GPT-4 outperforms its elder brothers on a wide range of technological tasks. It can answer maths better, gets deceived into providing false answers less frequently, can perform quite well on standardised examinations – except for English literature, where it is comfortably in the bottom half of the league table – and so on.
It also has a stronger sense of ethics than the previous version: ChatGPT took its original engine, GPT-3.5, and placed filters on top to try to prevent it from answering hostile or damaging inquiries. Now that such filters are included into GPT-4, the system will respectfully reject to execute duties like ranking races by beauty, delivering sexist jokes, or offering sarin synthesis recommendations.
So GPT-4 isn’t dangerous?
OpenAI has clearly attempted to accomplish this.
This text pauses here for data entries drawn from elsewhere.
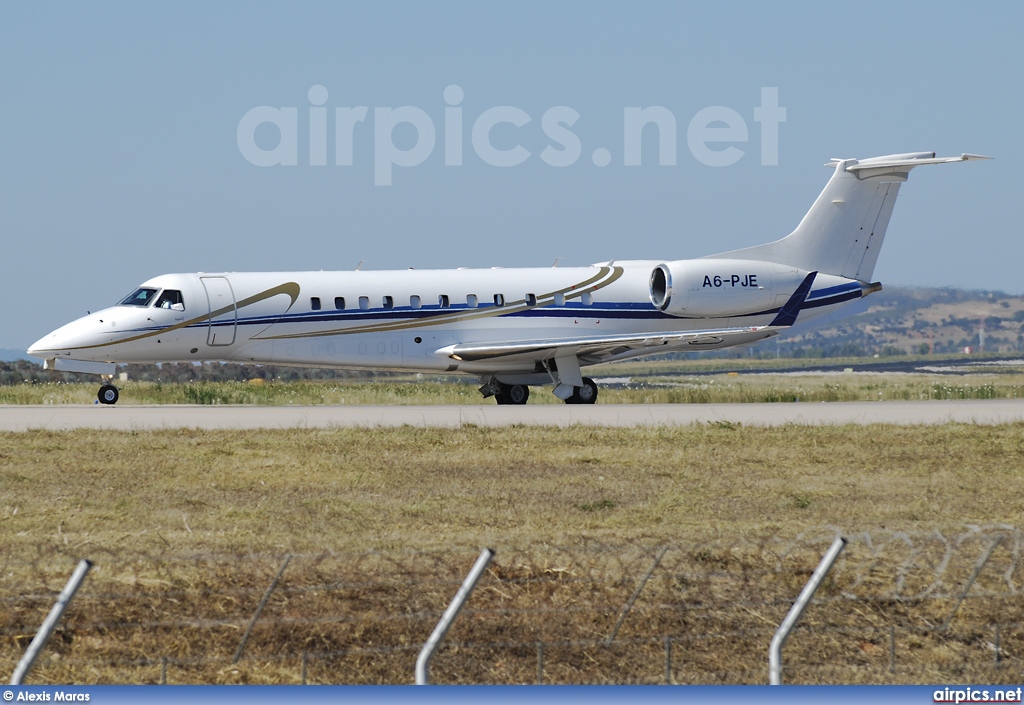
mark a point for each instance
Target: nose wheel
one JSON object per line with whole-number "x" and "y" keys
{"x": 108, "y": 395}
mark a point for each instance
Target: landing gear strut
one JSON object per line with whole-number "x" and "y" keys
{"x": 108, "y": 395}
{"x": 584, "y": 395}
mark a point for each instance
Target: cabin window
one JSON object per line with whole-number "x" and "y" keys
{"x": 171, "y": 298}
{"x": 139, "y": 297}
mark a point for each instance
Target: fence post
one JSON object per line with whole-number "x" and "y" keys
{"x": 797, "y": 611}
{"x": 259, "y": 610}
{"x": 892, "y": 649}
{"x": 668, "y": 660}
{"x": 970, "y": 583}
{"x": 633, "y": 597}
{"x": 423, "y": 660}
{"x": 56, "y": 612}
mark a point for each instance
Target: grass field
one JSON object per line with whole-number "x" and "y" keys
{"x": 186, "y": 529}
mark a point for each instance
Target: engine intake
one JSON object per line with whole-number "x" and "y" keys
{"x": 716, "y": 288}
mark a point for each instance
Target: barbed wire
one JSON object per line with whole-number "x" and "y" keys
{"x": 727, "y": 595}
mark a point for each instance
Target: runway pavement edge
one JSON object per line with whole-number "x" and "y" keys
{"x": 52, "y": 417}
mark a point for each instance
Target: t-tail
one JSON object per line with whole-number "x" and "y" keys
{"x": 842, "y": 234}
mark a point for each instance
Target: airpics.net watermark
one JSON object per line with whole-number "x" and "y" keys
{"x": 712, "y": 134}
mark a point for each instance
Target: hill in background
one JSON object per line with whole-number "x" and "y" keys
{"x": 901, "y": 321}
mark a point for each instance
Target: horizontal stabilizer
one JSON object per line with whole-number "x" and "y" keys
{"x": 902, "y": 161}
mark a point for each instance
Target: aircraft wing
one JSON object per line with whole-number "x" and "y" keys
{"x": 597, "y": 348}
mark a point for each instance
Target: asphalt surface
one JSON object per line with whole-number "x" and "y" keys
{"x": 20, "y": 418}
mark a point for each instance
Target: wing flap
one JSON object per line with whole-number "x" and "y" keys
{"x": 599, "y": 347}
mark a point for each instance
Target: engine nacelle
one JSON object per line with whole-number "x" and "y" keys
{"x": 714, "y": 288}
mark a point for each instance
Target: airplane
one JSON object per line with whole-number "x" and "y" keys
{"x": 514, "y": 328}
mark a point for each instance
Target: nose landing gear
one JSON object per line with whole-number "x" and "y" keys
{"x": 108, "y": 394}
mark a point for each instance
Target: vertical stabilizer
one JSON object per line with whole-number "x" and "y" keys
{"x": 843, "y": 232}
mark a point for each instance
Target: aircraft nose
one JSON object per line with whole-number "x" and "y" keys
{"x": 47, "y": 345}
{"x": 77, "y": 334}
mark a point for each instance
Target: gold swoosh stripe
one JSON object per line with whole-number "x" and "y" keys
{"x": 603, "y": 278}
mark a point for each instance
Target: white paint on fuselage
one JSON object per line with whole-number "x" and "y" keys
{"x": 275, "y": 330}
The business has published a lengthy report outlining examples of damages that GPT-3 might create that GPT-4 can mitigate. It even offered an early version of the system to third-party researchers at the Alignment Research Center, who sought to make GPT-4 to act like an evil AI from a movie.
It failed at the majority of those tasks: it couldn’t explain how it would duplicate itself, obtain new computer resources, or launch a phishing assault. But, the researchers were able to recreate it by using Taskrabbit to persuade a human worker to pass a “are you human” test, with the AI system even determining that it should lie to the worker and claim that it was a blind person who couldn’t see the photos. (It is unclear whether the experiment involved an actual Taskrabbit worker).
Yet, others are concerned that the better you teach an AI system the laws, the better it will learn to break them. The “Waluigi effect” appears to be the result of the fact that, while grasping the full nuances of what makes ethical conduct is difficult and complex, the answer to the question “should I be ethical?” is a much easier yes or no. Trick the system into thinking it is not ethical, and it will happily perform everything you ask of it.